YouTube-filmpjes laten zien dat Richard de Hoop een entertainer pur sang is. Zijn presentaties noemt hij dan ook ‘shows’. De Hoop rolde na zijn militaire dienstplicht al snel in de sales. ‘Mijn vrouw wees me erop dat ik een nogal makkelijke prater was, en dat ik dus geknipt was voor een baan als verkoper.’ Hij verkocht een paar jaar kopieermachines, maar begon daarna voor zichzelf, als verkooptrainer. De Hoop kwam in aanraking met het teamrollenmodel van de Britse psycholoog Meredith Belbin. ‘Dat gebruikte ik om verkoopteams effectiever te laten samenwerken. Een inspirerend model dat uitgaat van acht uiteenlopende teamrollen die bepaald worden door het karakter van de teamleden. Alleen zijn de namen die Belbin gebruikte niet erg inspirerend. Mensen hebben bij hem rollen als Groepswerker, Brononderzoeker of Plant. Tja, wie wil er nou een plant zijn? Ik wilde die termen toegankelijker maken.’

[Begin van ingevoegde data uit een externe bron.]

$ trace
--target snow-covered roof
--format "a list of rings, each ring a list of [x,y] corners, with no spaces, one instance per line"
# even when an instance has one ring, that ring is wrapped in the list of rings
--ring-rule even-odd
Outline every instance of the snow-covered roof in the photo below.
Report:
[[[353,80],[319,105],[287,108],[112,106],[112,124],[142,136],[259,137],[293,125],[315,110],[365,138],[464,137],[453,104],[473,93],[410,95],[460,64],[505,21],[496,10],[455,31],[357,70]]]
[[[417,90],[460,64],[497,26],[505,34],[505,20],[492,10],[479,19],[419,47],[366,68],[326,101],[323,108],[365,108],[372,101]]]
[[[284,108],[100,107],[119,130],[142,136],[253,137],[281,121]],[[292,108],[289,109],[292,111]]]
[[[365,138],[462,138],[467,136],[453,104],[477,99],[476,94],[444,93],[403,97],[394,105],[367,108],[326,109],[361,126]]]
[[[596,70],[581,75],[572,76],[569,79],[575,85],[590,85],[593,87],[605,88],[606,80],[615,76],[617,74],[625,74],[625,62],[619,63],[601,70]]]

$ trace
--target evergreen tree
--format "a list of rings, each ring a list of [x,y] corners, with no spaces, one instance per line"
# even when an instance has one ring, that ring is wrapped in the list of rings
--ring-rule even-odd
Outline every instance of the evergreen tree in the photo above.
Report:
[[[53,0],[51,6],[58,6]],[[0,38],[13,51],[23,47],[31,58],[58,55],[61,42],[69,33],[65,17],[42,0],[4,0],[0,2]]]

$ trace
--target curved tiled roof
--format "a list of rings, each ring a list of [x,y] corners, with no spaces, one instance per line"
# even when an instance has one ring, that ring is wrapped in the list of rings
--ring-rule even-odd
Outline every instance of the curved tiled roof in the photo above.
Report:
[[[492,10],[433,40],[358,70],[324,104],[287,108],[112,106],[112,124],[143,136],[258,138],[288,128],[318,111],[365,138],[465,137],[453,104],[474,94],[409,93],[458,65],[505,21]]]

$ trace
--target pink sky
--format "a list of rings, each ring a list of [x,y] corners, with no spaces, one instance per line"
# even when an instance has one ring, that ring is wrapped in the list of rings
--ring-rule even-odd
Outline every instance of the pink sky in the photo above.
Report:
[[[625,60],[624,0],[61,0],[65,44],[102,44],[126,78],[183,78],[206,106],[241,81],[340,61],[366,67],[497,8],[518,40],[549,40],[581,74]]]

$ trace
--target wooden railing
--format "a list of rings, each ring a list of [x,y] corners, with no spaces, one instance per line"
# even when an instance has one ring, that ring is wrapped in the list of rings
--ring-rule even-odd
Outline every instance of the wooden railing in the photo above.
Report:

Te veel nadruk op functionele rol
De Hoop zat op een avond in de kroeg met een vriend te filosoferen over samenwerken en muziek als metafoor. ‘Zo kwamen we op ons idee: als een perfect team samenspeelt als een toporkest, kunnen we de acht teamrollen van Belbin met de instrumenten uit een orkest vergelijken. De manager of teamleider moet zorgen dat zijn teamleden naar elkaar luisteren, dat ze hun instrumenten onderling goed op elkaar afstemmen en dat ze vervolgens harmonieus samenwerken. Want alleen dan krijg je goede muziek.’ Geen herrie, maar harmonie. Hetzelfde geldt voor teams, zegt De Hoop. ‘Vaak maakt men bij het samenstellen van teams de fout alleen naar functionele rollen te kijken. Plus kennis en beschikbaarheid. Maar je moet vooral letten op de rol die iedere medewerker in het team kan spelen. De een fungeert als aanjager, de ander zorgt voor de harmonie, een derde voor de creatieve invallen, weer een ander controleert het proces. Dat gebeurt los van ieders functie. Al die teamrollen heb je nodig, zoals in een orkest ieder instrument zijn eigen rol vervult. Dat zorgt voor balans en daarmee voor optimale teamprestaties.’
Inspirerend maar slordig
De eerste stap die managers volgens De Hoop moeten zetten, is achterhalen welke eigenschappen en ambities hun (mogelijke) teamleden hebben. Hij bedacht daartoe een ‘orkestspel’, bestaande uit een lijst met 48 vragen. De antwoorden maken duidelijk welk ‘instrument’ je bent (een hoofdinstrument plus een of twee bij-instrumenten waar je iets minder sterk op scoort), en daarmee welke teamrol je van nature het beste ligt. De ‘trom’ is een tempomaker, actief, erg gemotiveerd, maar ook ongeduldig en drammerig (De Hoop geeft van ieder instrument de sterke en zwakke punten). De ‘bas’ is praktisch ingesteld, een noeste en gedisciplineerde werker, maar weinig flexibel. De ‘piano’ is veelzijdig resultaatgericht en diplomatiek, maar niet origineel. En zo gaat De Hoop door, met de ‘creatieve gitaar’, de ‘bedachtzame harp’, de ‘behulpzame viool’ en de ‘planmatige hoorn’. Hoe ziet De Hoop zichzelf? ‘Vooral als een "trompet". Dat is iemand die inspireert, een ontdekker is en anderen met zijn optimistische kijk weet mee te slepen. Maar een trompet is ook slordig en te snel óverenthousiast.’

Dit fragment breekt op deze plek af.